Since the advent of telemedicine, and with its expansion during the pandemic, legal jurisdictions have maintained that the patient's location, not that of the provider, determines which jurisdiction's laws apply. A provider located in New York must have a Connecticut license if the patient is located in Connecticut.  Although this may sound logical, it can prove impractical, especially in metropolitan areas near state lines where people frequently travel among two or more states in the course of a typical day, sometimes living in one state but working in another. They might even choose a provider located in a third jurisdiction. Patients temporarily located in a new geographic location should not have to seek new providers, and those temporarily relocated for work or school should be free to keep their original providers.

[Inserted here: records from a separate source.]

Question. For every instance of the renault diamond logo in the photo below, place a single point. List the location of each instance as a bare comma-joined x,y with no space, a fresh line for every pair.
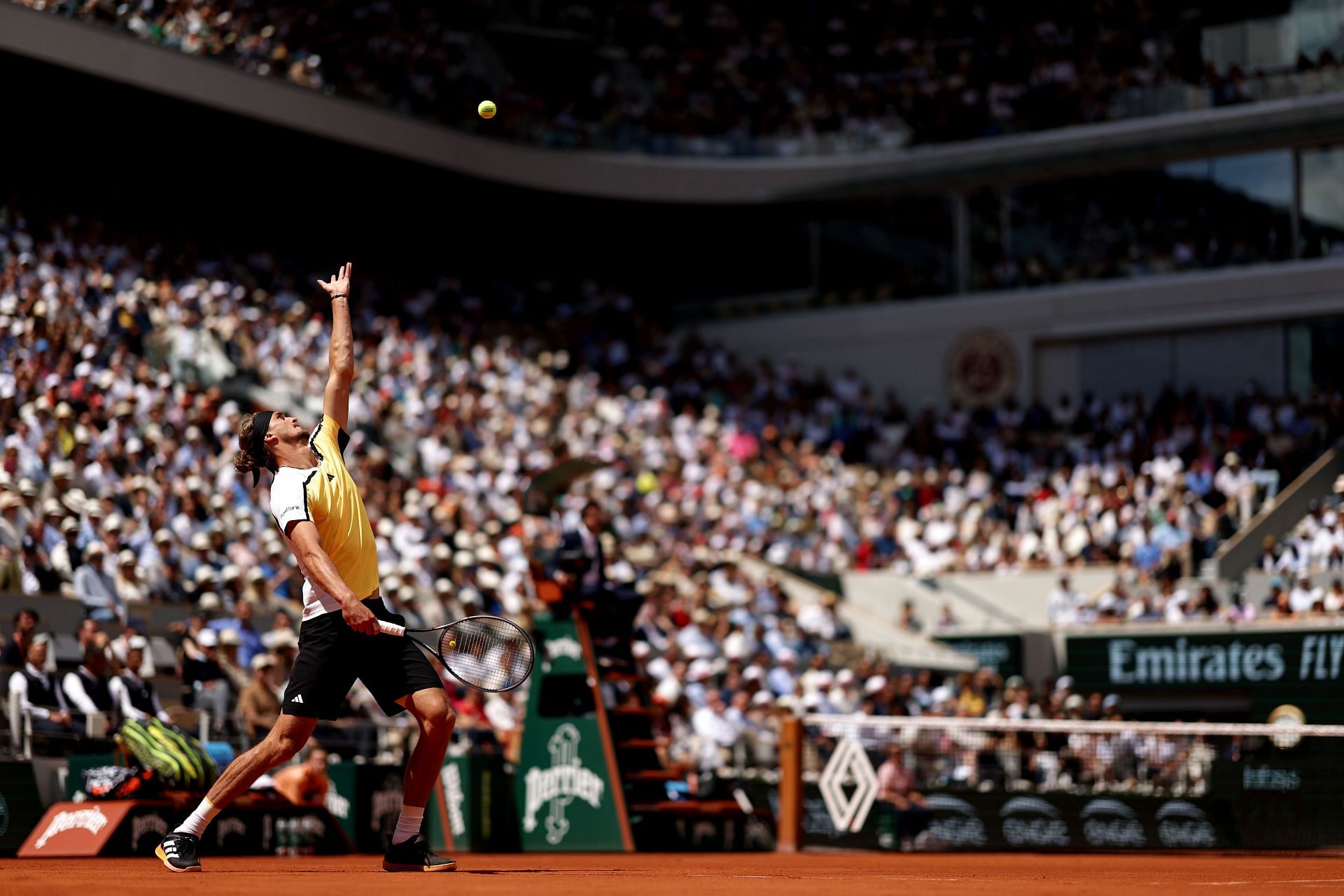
848,762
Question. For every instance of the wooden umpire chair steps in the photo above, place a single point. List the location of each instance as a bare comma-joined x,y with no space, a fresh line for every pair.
615,706
655,818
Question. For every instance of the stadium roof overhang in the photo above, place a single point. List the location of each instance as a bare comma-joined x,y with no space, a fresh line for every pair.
641,178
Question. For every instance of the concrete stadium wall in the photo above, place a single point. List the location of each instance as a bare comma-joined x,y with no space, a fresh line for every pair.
1211,330
984,602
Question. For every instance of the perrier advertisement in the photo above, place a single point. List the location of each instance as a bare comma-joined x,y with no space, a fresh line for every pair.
562,788
1270,665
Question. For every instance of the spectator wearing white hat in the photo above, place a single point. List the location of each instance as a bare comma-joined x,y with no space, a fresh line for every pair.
130,586
67,556
134,697
206,679
11,527
781,679
258,707
96,589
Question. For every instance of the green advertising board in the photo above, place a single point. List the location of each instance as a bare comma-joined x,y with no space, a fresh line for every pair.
477,806
562,789
997,652
1270,666
366,801
20,806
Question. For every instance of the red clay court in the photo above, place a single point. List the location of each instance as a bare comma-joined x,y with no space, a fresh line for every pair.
654,875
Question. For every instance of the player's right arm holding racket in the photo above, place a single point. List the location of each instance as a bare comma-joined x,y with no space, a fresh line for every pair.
320,570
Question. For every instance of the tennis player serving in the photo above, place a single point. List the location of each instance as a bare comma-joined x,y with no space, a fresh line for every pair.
321,514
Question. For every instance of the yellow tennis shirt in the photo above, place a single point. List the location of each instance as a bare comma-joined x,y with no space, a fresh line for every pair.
327,496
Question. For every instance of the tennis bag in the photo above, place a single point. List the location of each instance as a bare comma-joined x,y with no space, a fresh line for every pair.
120,782
179,760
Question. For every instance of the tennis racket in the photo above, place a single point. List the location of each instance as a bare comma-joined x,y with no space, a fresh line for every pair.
487,653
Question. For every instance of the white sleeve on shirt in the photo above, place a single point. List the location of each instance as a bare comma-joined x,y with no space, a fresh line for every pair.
73,685
289,498
122,696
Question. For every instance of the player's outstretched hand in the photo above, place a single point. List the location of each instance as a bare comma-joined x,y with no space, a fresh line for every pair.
339,285
360,618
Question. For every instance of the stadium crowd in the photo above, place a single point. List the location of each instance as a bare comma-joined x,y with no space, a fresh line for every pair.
116,486
708,74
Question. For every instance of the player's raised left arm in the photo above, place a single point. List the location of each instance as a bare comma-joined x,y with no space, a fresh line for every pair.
336,399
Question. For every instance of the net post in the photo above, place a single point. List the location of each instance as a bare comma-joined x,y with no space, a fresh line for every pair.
790,837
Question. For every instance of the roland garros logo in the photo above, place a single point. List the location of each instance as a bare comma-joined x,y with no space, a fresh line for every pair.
90,820
565,647
559,785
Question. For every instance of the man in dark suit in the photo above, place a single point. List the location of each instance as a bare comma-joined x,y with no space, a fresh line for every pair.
580,567
580,564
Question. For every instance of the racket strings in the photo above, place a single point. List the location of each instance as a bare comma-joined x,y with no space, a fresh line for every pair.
487,652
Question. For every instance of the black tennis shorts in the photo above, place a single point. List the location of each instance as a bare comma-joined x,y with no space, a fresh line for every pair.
331,656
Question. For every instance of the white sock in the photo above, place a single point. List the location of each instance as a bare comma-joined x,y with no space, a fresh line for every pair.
407,824
198,820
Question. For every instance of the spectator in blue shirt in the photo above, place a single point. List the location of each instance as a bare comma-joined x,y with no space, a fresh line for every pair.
249,640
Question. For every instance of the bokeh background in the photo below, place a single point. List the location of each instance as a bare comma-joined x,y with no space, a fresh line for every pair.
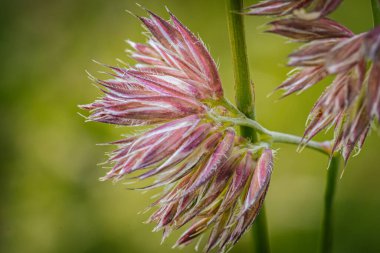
51,199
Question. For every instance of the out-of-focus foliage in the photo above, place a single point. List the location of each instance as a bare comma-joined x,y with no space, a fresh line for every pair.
51,199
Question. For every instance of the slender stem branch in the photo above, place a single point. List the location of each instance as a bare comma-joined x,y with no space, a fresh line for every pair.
327,225
376,12
243,88
260,232
245,98
277,137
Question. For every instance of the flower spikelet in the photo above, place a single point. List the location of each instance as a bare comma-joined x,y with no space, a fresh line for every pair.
351,102
304,9
213,180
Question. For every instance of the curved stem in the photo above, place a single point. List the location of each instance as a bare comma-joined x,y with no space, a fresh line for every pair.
277,137
243,88
245,99
376,12
327,225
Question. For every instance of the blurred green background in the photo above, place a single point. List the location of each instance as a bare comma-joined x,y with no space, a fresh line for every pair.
51,199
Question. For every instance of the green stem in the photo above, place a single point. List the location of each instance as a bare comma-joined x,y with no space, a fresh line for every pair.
243,88
376,12
276,137
327,225
245,98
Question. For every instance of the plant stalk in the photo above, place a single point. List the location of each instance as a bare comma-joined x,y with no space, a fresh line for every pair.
244,90
376,12
245,100
276,137
327,225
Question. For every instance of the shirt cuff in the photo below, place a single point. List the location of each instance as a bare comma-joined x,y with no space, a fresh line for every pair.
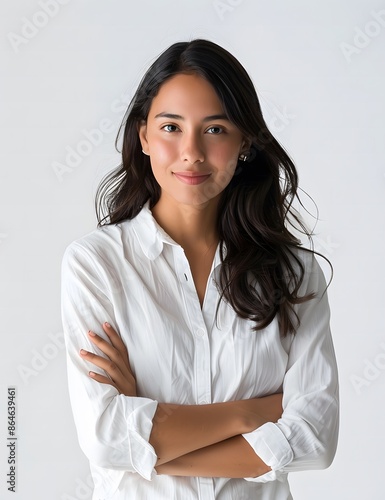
142,454
270,444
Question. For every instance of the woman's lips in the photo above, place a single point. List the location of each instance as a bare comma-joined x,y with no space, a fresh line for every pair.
192,179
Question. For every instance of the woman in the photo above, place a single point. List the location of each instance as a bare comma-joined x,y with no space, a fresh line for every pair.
215,375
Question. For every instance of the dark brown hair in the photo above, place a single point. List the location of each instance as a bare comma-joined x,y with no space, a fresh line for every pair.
261,273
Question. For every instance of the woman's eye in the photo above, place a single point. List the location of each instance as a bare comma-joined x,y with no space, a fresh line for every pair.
215,130
170,128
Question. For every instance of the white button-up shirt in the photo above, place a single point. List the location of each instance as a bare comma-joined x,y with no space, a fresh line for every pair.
137,278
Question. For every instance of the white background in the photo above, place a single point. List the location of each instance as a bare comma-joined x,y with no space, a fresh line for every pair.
319,71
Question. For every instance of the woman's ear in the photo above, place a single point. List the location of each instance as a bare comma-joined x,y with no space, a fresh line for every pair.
246,145
142,131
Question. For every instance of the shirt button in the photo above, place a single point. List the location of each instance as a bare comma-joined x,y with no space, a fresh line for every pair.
200,332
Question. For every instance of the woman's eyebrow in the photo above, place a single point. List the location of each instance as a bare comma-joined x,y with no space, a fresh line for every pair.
172,116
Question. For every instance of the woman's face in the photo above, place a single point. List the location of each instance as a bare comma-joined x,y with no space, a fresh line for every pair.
193,147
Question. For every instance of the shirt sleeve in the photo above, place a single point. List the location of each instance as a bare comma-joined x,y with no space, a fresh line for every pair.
305,437
113,429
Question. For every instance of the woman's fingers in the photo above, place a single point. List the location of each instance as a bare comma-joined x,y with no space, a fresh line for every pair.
115,364
117,342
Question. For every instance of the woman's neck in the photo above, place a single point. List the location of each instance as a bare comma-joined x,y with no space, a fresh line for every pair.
194,227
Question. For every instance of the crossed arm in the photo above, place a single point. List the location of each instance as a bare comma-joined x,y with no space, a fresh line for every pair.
191,440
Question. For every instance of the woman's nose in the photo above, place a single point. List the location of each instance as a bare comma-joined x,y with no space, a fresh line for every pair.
192,150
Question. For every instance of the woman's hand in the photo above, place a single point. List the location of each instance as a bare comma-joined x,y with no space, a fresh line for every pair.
117,365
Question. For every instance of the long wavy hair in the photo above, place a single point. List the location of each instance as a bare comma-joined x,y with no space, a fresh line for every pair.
261,272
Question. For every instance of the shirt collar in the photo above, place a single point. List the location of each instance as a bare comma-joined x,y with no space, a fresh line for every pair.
152,236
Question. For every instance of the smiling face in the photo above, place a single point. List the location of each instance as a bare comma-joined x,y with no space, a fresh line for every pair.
193,146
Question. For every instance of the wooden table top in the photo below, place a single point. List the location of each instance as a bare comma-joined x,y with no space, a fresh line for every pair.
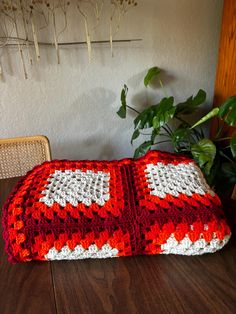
144,284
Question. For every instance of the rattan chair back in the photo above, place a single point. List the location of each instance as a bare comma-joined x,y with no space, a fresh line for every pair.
19,155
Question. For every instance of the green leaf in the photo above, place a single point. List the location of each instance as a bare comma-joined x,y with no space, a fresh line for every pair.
228,111
229,173
153,72
122,111
135,135
191,104
156,116
204,153
142,149
180,135
233,146
155,132
214,112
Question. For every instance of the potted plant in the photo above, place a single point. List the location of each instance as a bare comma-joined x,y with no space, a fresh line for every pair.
215,156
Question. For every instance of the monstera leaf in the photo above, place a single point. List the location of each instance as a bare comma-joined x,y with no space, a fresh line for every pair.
153,72
213,113
191,104
204,153
156,116
122,111
233,146
228,111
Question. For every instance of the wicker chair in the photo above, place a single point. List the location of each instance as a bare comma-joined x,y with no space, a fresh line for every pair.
19,155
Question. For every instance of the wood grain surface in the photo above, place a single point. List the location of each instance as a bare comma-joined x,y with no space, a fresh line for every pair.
144,284
225,84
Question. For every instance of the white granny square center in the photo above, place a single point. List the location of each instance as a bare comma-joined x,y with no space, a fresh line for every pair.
76,187
176,179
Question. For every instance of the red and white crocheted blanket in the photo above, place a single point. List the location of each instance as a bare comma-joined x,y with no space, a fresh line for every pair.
157,204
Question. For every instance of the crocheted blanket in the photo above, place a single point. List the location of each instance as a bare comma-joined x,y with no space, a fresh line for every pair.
157,204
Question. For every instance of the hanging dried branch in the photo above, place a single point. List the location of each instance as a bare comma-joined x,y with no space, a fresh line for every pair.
118,9
21,21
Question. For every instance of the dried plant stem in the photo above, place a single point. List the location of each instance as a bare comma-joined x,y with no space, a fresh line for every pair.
88,39
25,25
35,37
55,36
19,45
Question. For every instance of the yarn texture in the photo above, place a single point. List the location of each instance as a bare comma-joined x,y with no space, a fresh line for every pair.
157,204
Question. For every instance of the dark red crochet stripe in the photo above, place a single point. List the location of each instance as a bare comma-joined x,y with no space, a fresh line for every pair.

Location relies upon the patient's self-report. We live in the real world. The patient could be on a boat in international waters, in an airplane with uncertain location, straddling a state line. Must the provider refuse to provide care unless the patient travels to an acceptable location? How will the patient prove where they are? How will the provider prove where the patient was? The patient could also change locations in the course of the encounter. For example, they  might drive across a state line after sending an email/text or during an audio-only encounter or video conference. Family psychotherapy adds another complication. If family members in multiple states can only participate via teleconference, whose location applies?

Please do not burden providers with a futile and unnecessary requirement to establish the patient's location.